Lucene is a program library published by the Apache Software Foundation. It is open source and free for everyone to use and modify. Originally, Lucene was written completely in Java, but now there are also ports to other programming languages. Apache Solr and Elasticsearch are powerful extensions that give the search function even more possibilities.
Lucene is a full-featured text search. This means, quite simply: a program searches a series of text documents for one or more terms that the user has specified. This shows that Lucene is not solely used in the context of the world wide web, even if the searches are mostly found here. Lucene can also be used for archives, libraries, or even on your home desktop PC. It not only searches HTML documents, but also works with e-mail and PDF files.
An index – the heart of Lucene – is decisive for the search, since all terms of all documents are stored here. In principle, an inverted index is simply a table – the corresponding position is stored for each term. In order to build an index, you first need to extract it. All terms must be taken from all the documents and stored in the index. Lucene gives users the ability to configure this extraction individually. Developers decide which fields they want to include in the index during configuration. To understand this, you have to go back one step.
The objects that Lucene works with are documents in every kind of form. However, from Lucene’s point of view, the documents themselves contain fields. These fields contain, for example, the name of the author, the title of the document, or the file name. Each field has a unique name and value. For example, the field with the name title can have the value “Instructions for use for Apache Lucene.” So when creating the index, you can decide which metadata you want to include.
When documents are indexed, tokenization also takes place. For a machine, a document is initially a collection of information. Even if you break away from the level of bits and use content that can be read by humans instead, a document is still a series of characters: letters, punctuation marks, spaces.
Segments are created from this amount of data using tokenization. These segments make it possible to search for terms (mostly single words). The simplest way for tokenization to work is with the white space strategy: a term ends when a space occurs. However, this does not apply if fixed terms consist of several words, such as “Christmas Eve.” Additional dictionaries are used for this, which can also be implemented in the Lucene code.
Lucene also performs a normalization when analyzing the data of which tokenization is a part. This means that the terms are written in a standardized form e.g. all capital letters are written in lower case. Lucene also manages to sort them out. This works via various algorithms e.g. via TF-IDF. As a user, you probably want to get the most relevant or latest results first – the search engine’s algorithms enable this.
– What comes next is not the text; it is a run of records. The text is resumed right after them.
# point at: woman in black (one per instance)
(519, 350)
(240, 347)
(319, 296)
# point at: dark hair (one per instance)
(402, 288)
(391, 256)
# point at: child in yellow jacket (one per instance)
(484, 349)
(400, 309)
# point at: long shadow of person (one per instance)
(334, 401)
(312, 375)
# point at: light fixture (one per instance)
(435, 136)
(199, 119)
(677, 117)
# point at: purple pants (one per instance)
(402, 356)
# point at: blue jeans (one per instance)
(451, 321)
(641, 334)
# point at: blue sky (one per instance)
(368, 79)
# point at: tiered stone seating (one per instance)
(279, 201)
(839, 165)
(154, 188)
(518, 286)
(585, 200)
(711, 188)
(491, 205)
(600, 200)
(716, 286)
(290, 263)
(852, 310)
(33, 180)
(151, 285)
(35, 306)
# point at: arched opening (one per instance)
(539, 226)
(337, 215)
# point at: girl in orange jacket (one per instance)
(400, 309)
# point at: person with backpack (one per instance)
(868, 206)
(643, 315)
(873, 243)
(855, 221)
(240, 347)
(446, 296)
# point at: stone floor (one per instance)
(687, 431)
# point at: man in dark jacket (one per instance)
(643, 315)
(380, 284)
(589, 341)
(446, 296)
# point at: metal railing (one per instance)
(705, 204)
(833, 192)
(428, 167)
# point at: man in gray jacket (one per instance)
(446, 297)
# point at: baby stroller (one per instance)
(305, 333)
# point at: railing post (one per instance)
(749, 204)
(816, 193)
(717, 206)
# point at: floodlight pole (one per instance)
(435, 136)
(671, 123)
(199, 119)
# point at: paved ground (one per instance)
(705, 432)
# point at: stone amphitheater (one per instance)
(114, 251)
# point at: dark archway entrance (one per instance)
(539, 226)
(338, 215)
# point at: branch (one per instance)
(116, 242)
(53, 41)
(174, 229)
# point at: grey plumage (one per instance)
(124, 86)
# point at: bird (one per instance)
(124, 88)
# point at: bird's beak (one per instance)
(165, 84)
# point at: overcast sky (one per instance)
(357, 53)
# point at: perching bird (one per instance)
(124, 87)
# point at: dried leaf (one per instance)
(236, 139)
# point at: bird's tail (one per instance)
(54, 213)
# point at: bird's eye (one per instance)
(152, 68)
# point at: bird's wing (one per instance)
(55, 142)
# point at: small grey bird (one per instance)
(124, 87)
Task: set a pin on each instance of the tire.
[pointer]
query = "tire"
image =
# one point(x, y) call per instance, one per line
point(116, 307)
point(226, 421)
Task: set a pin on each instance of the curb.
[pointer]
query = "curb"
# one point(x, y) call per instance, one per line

For users to find anything at all, they must enter a search term in a text line. The term or terms are called query in the Lucene context. The word “request” indicates that the input must not only consist of one or more words, but can also contain modifiers such as AND, OR, or + and – as well as placeholders. The QueryParser – a class within the program library – translated the input into a specific search request for the search engine. Developers can also make settings for the QueryParser. The parser can be configured in such a way that it is tailored exactly to users’ needs.
What Lucene did that is totally new is incremental indexing. Before Lucene, only batch indexing was possible. While you could only implement complete indexes with this, incremental indexing enables you to update an index. Individual entries can be added or removed.